1. A system for improving intelligibility of speech comprising:

means to receive a signal containing audio information;

means to determine relative amplitudes or energies of specific frequencies within at least a spectral subset of said signal;

means to retain history of said relative amplitudes of specific frequencies;

means to adaptively determine prevalence of specific frequencies within said signal; and

means to selectively attenuate specific frequencies found to be prevalent within said signal.

2. The system of claim 1 wherein said means to adaptively determine relative amplitudes of specific frequencies comprises a chirp or wavelet transform.

3. The system of claim 1 wherein said history of said relative amplitudes or energies of specific frequencies comprises an averaging filter.

4. The system of claim 1 wherein said means to adaptively determine prevalence of specific frequencies is weighted by frequency to approximate an average human hearing frequency response.

5. The system of claim 1 wherein said means to adaptively determine prevalence of specific frequencies incorporates frequency-specific energy integration.

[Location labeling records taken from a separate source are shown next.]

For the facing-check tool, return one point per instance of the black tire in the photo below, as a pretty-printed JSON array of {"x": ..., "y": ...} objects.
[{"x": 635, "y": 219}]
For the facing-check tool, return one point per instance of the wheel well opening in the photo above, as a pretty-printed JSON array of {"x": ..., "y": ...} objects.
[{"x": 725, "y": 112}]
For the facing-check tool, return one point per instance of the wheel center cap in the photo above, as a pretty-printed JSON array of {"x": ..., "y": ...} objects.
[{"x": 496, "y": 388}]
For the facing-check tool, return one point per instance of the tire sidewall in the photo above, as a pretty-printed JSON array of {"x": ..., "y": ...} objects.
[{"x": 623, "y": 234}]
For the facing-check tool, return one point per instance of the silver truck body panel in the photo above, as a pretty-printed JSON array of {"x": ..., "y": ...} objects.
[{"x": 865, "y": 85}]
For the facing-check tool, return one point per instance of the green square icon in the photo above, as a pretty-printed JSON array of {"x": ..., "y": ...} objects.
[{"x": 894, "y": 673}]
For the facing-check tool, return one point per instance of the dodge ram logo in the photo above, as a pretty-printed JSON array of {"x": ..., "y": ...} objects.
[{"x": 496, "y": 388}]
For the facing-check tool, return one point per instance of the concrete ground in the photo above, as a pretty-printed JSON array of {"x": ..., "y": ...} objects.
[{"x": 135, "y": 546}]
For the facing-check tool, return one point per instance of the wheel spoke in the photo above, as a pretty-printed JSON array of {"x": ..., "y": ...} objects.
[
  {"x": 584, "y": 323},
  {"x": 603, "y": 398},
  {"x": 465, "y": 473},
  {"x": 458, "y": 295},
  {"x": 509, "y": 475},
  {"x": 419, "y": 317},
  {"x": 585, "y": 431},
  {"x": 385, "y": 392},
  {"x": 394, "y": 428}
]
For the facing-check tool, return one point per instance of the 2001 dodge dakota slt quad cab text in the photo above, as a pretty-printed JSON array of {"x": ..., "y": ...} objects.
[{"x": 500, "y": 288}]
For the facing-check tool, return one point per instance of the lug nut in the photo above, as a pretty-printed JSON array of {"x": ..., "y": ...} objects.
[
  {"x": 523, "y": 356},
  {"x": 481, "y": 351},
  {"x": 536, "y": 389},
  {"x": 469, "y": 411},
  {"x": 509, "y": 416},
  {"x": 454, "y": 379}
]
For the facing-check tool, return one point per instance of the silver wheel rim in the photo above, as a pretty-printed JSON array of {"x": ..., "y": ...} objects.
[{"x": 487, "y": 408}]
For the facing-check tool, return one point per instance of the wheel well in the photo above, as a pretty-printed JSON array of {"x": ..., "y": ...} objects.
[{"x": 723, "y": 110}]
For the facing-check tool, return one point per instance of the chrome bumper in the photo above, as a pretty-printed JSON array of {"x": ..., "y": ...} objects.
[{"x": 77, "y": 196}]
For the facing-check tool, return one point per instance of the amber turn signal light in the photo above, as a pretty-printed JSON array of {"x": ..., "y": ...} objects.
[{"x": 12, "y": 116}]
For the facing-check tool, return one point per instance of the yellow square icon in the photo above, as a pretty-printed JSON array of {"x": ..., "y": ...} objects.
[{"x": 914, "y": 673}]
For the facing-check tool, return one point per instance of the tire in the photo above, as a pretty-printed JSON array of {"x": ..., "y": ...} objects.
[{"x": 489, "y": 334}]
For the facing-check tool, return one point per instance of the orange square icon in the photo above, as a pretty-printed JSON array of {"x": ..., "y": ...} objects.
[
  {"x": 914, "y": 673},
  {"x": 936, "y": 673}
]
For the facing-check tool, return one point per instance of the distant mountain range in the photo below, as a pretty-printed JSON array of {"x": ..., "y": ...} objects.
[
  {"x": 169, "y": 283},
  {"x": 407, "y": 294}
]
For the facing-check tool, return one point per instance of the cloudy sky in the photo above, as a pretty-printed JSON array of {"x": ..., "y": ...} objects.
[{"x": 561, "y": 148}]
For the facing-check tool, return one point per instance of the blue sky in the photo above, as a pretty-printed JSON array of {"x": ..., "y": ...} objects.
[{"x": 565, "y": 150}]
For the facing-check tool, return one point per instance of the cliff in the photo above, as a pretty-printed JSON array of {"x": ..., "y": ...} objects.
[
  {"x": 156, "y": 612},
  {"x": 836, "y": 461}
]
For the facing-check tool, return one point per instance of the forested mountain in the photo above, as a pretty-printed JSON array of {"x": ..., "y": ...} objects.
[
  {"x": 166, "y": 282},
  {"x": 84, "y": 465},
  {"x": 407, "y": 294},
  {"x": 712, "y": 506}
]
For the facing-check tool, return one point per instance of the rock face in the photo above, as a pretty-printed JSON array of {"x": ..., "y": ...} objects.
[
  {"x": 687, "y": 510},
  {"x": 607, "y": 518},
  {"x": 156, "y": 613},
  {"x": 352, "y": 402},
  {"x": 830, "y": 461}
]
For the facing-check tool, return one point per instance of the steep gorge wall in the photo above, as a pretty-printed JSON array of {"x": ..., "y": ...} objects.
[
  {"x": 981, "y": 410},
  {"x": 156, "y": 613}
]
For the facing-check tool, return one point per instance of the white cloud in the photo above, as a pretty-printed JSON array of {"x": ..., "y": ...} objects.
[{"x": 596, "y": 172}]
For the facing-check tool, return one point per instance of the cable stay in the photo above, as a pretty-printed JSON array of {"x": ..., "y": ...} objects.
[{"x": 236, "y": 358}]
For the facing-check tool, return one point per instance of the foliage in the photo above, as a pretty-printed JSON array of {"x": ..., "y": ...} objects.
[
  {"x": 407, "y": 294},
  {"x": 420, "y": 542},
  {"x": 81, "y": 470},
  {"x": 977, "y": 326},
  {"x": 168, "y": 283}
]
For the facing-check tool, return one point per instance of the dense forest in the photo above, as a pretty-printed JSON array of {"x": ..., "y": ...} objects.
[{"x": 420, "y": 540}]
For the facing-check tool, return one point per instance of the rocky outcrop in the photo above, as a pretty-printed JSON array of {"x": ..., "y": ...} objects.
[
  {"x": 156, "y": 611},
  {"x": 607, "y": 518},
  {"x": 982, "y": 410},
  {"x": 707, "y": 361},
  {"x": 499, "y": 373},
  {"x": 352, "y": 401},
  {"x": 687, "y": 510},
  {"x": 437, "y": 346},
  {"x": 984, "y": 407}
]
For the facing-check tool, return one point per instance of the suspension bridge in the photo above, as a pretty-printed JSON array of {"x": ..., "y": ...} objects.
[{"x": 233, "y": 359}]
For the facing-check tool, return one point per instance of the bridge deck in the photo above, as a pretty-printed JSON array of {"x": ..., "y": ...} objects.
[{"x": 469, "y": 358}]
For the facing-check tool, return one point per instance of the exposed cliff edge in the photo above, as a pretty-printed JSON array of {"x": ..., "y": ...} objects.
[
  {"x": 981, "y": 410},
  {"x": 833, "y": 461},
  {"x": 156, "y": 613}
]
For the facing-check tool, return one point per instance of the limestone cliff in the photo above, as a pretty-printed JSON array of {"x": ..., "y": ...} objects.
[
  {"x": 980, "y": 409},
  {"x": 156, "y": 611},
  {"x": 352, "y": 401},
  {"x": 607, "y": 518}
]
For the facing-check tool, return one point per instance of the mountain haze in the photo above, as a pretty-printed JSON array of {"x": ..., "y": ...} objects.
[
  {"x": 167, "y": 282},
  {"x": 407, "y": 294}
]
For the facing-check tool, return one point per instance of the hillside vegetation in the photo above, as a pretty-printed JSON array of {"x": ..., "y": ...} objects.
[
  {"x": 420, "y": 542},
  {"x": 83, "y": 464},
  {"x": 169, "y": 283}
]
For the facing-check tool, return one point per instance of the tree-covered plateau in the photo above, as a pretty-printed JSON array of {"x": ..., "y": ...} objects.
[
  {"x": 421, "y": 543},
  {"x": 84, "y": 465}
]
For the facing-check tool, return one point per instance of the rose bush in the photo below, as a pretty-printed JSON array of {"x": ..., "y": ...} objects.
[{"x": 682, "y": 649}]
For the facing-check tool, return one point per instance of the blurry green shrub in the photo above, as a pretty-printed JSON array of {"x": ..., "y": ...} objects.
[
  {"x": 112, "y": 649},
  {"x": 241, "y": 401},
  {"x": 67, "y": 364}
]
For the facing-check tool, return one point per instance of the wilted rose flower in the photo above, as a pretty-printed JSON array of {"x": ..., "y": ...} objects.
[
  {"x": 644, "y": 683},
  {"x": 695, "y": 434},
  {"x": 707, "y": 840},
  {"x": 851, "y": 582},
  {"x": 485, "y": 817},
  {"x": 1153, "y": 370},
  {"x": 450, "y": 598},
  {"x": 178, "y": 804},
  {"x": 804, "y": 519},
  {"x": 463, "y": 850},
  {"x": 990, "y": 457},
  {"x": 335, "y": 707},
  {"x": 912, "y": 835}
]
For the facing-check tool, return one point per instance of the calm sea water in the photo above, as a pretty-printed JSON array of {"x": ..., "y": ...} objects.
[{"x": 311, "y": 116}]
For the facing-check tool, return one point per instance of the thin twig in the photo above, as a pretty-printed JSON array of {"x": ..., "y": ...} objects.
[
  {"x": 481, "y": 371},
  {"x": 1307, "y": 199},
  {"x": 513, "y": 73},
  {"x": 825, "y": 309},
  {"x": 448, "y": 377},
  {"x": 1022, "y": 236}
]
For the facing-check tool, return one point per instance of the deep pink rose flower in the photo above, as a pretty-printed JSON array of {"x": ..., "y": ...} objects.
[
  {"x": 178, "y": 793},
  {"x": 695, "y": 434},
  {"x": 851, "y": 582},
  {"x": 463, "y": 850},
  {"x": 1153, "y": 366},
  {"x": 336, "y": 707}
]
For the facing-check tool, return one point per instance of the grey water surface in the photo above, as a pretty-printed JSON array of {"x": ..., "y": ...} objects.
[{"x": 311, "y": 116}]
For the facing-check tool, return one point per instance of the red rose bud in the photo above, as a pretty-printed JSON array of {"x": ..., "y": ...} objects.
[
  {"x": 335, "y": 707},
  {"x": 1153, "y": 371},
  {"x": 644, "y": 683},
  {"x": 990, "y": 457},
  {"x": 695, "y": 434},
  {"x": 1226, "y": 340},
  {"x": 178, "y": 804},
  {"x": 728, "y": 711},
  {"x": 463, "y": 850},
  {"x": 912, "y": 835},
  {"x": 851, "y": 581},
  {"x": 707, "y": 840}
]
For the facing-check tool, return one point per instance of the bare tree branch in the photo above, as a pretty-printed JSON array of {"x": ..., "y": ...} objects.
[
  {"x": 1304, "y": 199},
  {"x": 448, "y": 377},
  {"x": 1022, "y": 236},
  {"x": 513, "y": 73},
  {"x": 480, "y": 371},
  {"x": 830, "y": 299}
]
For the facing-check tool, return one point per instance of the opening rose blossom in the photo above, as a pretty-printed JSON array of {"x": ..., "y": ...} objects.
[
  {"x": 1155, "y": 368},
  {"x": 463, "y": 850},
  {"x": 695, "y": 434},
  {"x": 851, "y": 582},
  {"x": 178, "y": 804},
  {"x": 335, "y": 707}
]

6. The system of claim 1 wherein said means to selectively attenuate specific frequencies comprises a convolution.

7. The system of claim 1 wherein at least a portion of the system is embodied as software executing on a processing unit.

8. A method of improving intelligibility of speech comprising the steps of:

receiving a signal containing audio information;

determining relative amplitude or energy of specific frequencies within at least a portion of the spectrum received;

determining the prevalence of specific frequencies within at at least a portion of the spectrum received during a deterministic time frame; and

selectively attenuating only those specific frequencies found to be prevalent within said signal.

9. The method of claim 8 whereby prevalence of specific frequencies is determined using statistical techniques.

10. The method of claim 8 whereby frequency, amplitude, or temporal response is non-linear with any variable.